Another string to Tyson’s bow, if you will, is the Ladies Music Pub collective she co-founded in 2015 with the former manager of Robyn’s Konichiwa Records, Hannah TW. As well as operating as an independent record label, it also offers community meetups and a support network for women and nonbinary people, addressing the challenges that still disproportionately impact them within the music industry. One such challenge? The lack of resources available for mothers who are also working musicians. On that subject, it’s hard not to be reminded of Cherry, who famously performed her hit “Buffalo Stance” on Top of the Pops while eight months pregnant—with Tyson.

Unsurprisingly, the issue is something she and Cherry have discussed at length. “I think I’m probably in the luckiest position you possibly could be [as] someone who’s just had a child, given my mum did the same thing and we’re in the same industry,” Tyson says. She recalls being at a music festival this summer and jumping on stage to perform a song, then breastfeeding next to the deck. She goes on: “Sometimes I am like, Am I mad? What am I doing? So I feel so lucky to have someone right there who’s done exactly the same thing. She basically moved in in the beginning, helping us and just looking after me when I looked after the new baby. I’d like to, maybe at some point, record a conversation about motherhood with her—to just sit and talk to her about all of it.”

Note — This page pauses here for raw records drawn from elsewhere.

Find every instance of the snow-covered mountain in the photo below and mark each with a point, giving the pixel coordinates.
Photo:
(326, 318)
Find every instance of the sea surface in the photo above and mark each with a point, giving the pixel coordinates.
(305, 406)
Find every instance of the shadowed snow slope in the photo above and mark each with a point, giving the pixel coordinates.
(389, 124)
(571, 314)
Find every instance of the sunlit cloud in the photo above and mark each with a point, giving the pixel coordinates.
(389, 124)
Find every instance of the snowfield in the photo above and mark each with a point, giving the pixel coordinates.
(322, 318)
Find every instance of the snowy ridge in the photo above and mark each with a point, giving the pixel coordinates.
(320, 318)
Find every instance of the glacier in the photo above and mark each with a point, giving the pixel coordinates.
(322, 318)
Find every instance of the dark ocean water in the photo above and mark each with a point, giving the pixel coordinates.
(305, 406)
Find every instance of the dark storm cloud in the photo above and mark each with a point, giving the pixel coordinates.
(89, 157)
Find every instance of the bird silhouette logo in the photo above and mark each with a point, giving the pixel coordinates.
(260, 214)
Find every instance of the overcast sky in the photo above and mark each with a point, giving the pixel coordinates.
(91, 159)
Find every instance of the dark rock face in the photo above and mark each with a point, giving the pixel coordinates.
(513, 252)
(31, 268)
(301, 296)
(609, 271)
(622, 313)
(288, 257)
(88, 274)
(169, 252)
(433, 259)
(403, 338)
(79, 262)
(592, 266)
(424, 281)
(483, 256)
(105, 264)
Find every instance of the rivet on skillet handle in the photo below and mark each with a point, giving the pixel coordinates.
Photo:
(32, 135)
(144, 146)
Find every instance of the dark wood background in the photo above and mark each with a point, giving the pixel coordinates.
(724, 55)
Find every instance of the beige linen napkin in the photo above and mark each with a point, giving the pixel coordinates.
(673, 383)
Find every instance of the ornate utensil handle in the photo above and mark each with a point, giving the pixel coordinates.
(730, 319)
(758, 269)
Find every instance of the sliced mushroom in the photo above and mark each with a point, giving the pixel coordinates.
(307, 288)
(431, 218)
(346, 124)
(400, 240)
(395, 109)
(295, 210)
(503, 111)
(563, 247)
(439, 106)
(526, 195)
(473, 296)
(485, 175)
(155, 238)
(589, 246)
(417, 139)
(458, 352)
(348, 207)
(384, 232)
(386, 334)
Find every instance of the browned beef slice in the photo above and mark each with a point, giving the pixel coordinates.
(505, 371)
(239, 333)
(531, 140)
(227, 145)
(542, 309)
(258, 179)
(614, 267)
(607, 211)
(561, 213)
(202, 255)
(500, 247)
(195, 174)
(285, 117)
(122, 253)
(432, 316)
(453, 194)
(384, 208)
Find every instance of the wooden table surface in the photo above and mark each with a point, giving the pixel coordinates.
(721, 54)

In the meantime, however, Tyson has plenty to be getting on with—not least continuing to build the visual world around the EP, for which she’s primarily collaborated with the creative duo Nothing Yet, and starting to think about bringing it to life on stage. “I haven’t played live for a really long time, so I’m a bit nervous,” she admits. But if there’s one thing she’s learned over the course of creating her latest—and best—body of work, it’s that artistic growth is born out of radical self-belief. On the song “Carousel,” which Tyson notes was the first track she wrote in which she felt everything clicking into place, she explored letting go of some of the more self-destructive habits that defined much of her 20s. “I think looking back now, in my mid-30s, and thinking about how other people tell me how to be, or how other people see me… maybe for the first time, it’s not feeling a need to change, or to apologize,” she says, breaking into a wide smile. “It’s just caring a little less, and feeling slightly more grown up—in a nice way.”